Law of Unintended Consequences

I’m interested in contributing to environmental sustainability and how a positive knock-on effect of action works against the negative of in-action and pessimism. The law of unintended consequences is a fascinating economic law with far reaching implications.

The concept of unintended consequences is one of the building blocks of economics. Adam Smith’s “invisible hand,” the most famous metaphor in social science, is an example of a positive unintended consequence. Smith maintained that each individual, seeking only his own gain, “is led by an invisible hand to promote an end which was no part of his intention,” that end being the public interest. “It is not from the benevolence of the butcher, or the baker, that we expect our dinner,” Smith wrote, “but from regard to their own self interest.”

One Reply to “Law of Unintended Consequences”

  1. Boston’s Big Dig–the most expensive highway project ever completed in the U.S., which gave Boston “a gleaming new highway system that has made zipping beneath Boston and Boston Harbor much easier”–has had a very ironic and unintended consequence: more traffic.

    Big Dig, Boston

    This, of course, is on top of the other unintended consequences of the Big Dig (namely, charges of corruption, fraud, subpar construction, being massively over budget and over schedule, and “a ceiling collapse in the connector tunnel in July 2006 killed a motorist). Read on to find out why a $15 billion project designed to decrease traffic in Boston has had the opposite effect.

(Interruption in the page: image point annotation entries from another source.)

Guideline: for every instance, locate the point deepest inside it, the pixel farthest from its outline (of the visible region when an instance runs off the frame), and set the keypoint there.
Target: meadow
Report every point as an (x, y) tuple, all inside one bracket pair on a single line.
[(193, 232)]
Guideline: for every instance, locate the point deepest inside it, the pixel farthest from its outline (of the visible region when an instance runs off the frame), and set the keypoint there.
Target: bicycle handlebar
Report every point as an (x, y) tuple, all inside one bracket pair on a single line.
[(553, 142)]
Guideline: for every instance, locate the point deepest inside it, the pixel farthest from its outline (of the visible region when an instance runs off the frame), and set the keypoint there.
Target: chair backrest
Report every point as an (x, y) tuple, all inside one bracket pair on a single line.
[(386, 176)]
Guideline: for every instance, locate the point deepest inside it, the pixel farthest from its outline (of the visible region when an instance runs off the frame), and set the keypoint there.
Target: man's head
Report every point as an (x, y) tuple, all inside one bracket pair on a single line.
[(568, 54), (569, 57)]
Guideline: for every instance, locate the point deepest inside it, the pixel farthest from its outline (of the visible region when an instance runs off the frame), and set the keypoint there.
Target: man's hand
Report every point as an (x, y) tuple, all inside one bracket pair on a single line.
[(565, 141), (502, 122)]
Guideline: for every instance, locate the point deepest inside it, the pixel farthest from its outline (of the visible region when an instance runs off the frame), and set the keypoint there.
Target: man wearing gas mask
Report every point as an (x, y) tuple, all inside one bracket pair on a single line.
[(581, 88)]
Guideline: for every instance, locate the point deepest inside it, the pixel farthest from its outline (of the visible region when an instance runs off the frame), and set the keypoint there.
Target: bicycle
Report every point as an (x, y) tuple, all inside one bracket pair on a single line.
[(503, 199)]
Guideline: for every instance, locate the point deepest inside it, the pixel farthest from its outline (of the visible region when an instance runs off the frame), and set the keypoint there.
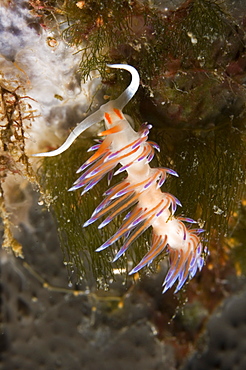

    According to the Boston Globe, while the Big Dig succeded in increasing “overall mobility by allowing more people to travel at peak times. . .most travelers who use the tunnels are still spending time in traffic jams – just not in the heart of the city, where bumper-to-bumper was a way of life on the old elevated artery.” In other words, whereas traffic jams were primarily a downtown phenomenon, “the bottlenecks [have been] pushed outward, as more drivers jockey for the limited space on the major commuting routes.”